Viewing a gay-oriented Website having nothing to do with adult material but offering a pack of services, programs, and travel tips got Carlos Hernandez booted out of the Hawaii State Library.
Now Hernandez is hitting the state with a lawsuit.
The American Civil Liberties Union sued on behalf of Hernandez and The Center, a Honolulu-based services-and-programs group for local gay/bi/trans/intersexual communities. The challenge involves a state law signed in early May, known as Act 50, authorizing law enforcement or other authorized persons to ban a library user for up to a year with nothing more than a warning advising the user that his presence isn't desired. The law was believed to be aimed mostly at the homeless.
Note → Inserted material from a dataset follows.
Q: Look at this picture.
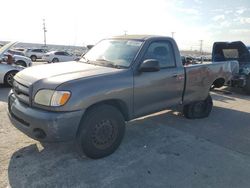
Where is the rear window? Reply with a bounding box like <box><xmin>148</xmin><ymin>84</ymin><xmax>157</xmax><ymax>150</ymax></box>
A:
<box><xmin>222</xmin><ymin>49</ymin><xmax>239</xmax><ymax>59</ymax></box>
A published report indicated a library security guard issued Hernandez a written warning under Act 50 banning him for a year because he was looking at "a pornographic Website." The ACLU, however, doesn't exactly think Act 50 should be used against someone like Hernandez for accessing a non-adult Website known as GayHawaii.com, even if it does feature images of shirtless but otherwise clothed men.
“This law gives unbridled discretion to police and others to engage in arbitrary and capricious denials of protected expression based on nothing more than their individual prejudices and predilections,” Hawaii ACLU legal director Lois K. Perrin said in a statement following the lawsuit, which names Gov. Linda Lingle and state Attorney General Mark Bennett. “This statute is a classic, standardless law in blatant violation of the United States and Hawaii Constitutions.”
The Center's executive director, Ken Miller, said in his own statement that Act 50 is bad law that his group is dedicated to striking down. “[Act 50] allows the police and others to continue to oppress the thoughts and views of the lesbian, gay, bisexual, transexual, intersex and questioning community,” Miller said.
The Hawaii ACLU said that Act 50 is broad and vague enough that, in theory, a lifeguard could ban someone from the beach for carrying a sign protesting water pollution, the governor could bar people from a courthouse to stop them from filing a lawsuit, or the state could even ban all political party workers from schools and other facilities set up for state and national voting.